How’s your well-being today? Take our FREE WellBeing Quiz! It’s a simple True or False test that can be completed in just 2 minutes. Visit www.themindnation.com to get started. 

Categories
Self Help

How To Cope With Never-ending Bad News

Bad news and negativity on social media is almost inescapable. As the COVID-19 pandemic enters its second year and newer, faster-spreading variants emerge, stories about surges in infections and deaths, announcements about renewed lockdowns, and posts about vaccine anxiety are dominating our newsfeeds.

Add into this mix the stressors carried over from last year (i.e. financial stress, isolation, and fear) and it’s no wonder that people are experiencing more mental health challenges than ever.

“Self-care is self-preservation.”

Kevin Quibranza, life coach

What should we do when we feel as if we can’t take it anymore? This is where self-care comes in. And while it may initially feel ludicrous to think of taking a break when there are so many problems that need to be fixed, we are actually duty-bound to take care of ourselves. “Self-care is self-preservation,” says Kevin Quibranza, life coach and MindNation People and Operations Head. “Everything in our lives — our goals, financial security, relationships with others — are dependent on our level of health, and self-care acts ensure that we stay healthy enough to achieve positive outcomes in all of them.” If we fail to take care of ourselves and get sick — whether physically or mentally — then we risk financial uncertainties, damaged relationships, and even our lives.

With this in mind, here are some things you can do to take care of your well-being when it all seems too much to bear:

Don’t forget the self-care basics. Prioritize sleep, eat mindfully, exercise, and stay in touch with loved ones. These promote not just mental health but also our physical, emotional and spiritual well-being, enabling us to feel less stressed and more resilient in anxiety-ridden times like these.

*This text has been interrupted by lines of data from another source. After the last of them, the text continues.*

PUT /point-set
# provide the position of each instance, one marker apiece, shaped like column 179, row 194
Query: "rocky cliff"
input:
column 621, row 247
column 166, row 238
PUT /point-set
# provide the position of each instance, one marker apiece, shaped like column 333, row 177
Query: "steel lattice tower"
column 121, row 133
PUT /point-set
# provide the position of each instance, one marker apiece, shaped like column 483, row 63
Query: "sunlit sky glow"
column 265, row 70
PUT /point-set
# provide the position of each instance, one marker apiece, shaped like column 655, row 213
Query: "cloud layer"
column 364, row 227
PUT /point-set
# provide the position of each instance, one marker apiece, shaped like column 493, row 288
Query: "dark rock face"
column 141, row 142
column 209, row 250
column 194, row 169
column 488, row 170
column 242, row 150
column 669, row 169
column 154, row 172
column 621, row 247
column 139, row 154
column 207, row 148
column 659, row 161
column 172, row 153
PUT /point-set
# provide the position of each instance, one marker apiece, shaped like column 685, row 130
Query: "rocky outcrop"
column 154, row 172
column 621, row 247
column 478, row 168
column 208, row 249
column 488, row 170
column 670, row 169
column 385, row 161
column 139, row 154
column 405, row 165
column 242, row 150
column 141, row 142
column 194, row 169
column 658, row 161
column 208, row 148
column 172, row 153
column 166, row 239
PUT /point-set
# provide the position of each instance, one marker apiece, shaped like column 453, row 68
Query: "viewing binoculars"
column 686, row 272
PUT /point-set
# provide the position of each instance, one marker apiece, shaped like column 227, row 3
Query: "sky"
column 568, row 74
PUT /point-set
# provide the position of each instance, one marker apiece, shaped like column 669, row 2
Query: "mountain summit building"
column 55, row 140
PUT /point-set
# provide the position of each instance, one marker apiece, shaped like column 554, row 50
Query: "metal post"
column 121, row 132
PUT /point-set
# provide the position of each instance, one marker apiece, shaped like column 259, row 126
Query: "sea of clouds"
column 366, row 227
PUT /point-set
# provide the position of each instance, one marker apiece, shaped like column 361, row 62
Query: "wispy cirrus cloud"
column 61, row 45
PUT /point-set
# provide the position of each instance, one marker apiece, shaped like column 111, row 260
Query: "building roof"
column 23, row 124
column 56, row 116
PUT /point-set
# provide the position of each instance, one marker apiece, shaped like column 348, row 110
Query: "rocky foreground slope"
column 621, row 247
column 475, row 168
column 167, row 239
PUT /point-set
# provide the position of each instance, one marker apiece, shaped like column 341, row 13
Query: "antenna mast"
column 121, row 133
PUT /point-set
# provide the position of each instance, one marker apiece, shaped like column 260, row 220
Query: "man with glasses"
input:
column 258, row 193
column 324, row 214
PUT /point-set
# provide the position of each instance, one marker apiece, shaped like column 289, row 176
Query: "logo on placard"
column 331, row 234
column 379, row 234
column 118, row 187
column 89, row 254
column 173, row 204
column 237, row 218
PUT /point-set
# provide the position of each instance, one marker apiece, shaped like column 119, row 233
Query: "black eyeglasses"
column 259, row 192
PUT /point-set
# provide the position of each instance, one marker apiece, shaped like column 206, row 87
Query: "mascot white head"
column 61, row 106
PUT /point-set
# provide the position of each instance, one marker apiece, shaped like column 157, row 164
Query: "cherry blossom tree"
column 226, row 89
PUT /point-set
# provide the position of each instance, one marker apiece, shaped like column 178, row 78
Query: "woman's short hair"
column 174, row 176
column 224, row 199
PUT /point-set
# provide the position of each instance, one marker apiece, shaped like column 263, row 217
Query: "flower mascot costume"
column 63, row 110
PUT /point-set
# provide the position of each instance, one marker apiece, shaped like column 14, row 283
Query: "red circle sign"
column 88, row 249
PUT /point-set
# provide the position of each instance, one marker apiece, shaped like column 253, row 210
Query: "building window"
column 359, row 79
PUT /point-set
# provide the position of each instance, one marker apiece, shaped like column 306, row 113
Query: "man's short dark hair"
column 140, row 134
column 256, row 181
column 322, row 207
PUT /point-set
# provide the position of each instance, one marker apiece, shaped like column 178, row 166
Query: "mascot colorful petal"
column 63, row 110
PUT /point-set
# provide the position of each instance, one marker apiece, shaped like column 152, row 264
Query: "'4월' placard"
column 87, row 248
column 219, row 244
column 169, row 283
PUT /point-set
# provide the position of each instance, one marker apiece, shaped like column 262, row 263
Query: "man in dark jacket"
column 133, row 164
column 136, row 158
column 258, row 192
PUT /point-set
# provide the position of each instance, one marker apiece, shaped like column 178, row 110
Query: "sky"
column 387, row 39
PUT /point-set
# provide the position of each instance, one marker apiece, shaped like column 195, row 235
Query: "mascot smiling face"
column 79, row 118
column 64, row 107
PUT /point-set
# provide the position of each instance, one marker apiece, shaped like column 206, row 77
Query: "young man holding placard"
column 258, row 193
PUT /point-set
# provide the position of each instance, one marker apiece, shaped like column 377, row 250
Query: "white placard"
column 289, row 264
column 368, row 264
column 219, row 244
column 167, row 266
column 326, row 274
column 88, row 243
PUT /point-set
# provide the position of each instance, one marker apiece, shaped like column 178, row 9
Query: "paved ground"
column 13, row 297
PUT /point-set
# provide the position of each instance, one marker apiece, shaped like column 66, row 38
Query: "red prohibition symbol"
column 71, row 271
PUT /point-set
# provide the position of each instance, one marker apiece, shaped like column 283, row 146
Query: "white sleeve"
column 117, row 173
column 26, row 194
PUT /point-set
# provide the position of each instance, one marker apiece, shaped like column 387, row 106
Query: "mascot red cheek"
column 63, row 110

Reduce social media use. While social media is a great way to keep in touch with family and friends as well as stay informed about the latest news, studies have shown that excessive use can fuel feelings of depression, anxiety, and isolation. And if your newsfeed is becoming an obituary these days, it’s time to modify your habits so that you improve your mood. “You may not have control over the things you see on social media, but you are in control of the amount of time you expose yourself to it,” Kevin points out.

Some things you can do:

1. Use anti-distraction software. “I will only check social media for one hour each day” is easier said than done because social networks were deliberately designed to be as addictive as possible by some of the smartest people in the world. The solution — use tools that enforce discipline. Focus apps like Forest, Focus To-Do, and Pomodoro Timer can block the websites or apps that you want for an amount of time that you set, and can be a bit cumbersome to disable so you think twice about “cheating.”

2. Adjust who you are following. You don’t need to follow every news outlet or every famous journalist — limit it to just two or three so you are not bombarded with the same bad news in a short period of time. And if you have friends or relatives who regularly post fake news or propaganda that raises your hackles — that’s what the “Unfollow” function is for.

3. Institute a social media free day each week. Pick one day a week to go without your phone or social media, and it will go a long way to giving your mind the space it needs to slow down and rest.

Give yourself permission to express and feel your emotions. Apart from fear and anxiety, guilt and shame are two other emotions experienced by many during this pandemic. It is frequently felt by those who look at the infection and death tolls and wonder how they were spared, as well as by those who recovered after being infected. And while these feelings are normal, they can lead to longer-term mental health issues if left unresolved. If you are feeling survivor’s guilt, try to manage them by doing the following:

4. Practice being kind to yourself. Instead of asking “Why me?” try “Why not me?”

Meditate, breathe, journal. These mindfulness activities can provide a much-needed break from the barrage of bad news that tends to worsen your guilt.

Use compassionate self-talk. Accept that what you are feeling is part of being human.

Drop some responsibilities. Stress is caused by an imbalance in the different aspects of your life (i.e. work, relationships, “me” time) so analyze your schedule, responsibilities, and daily tasks. “If your body and your mind are both telling you that you need a break – listen to it. Stop what you are doing and indulge in activities that can boost your happiness or gratitude,” Kevin says.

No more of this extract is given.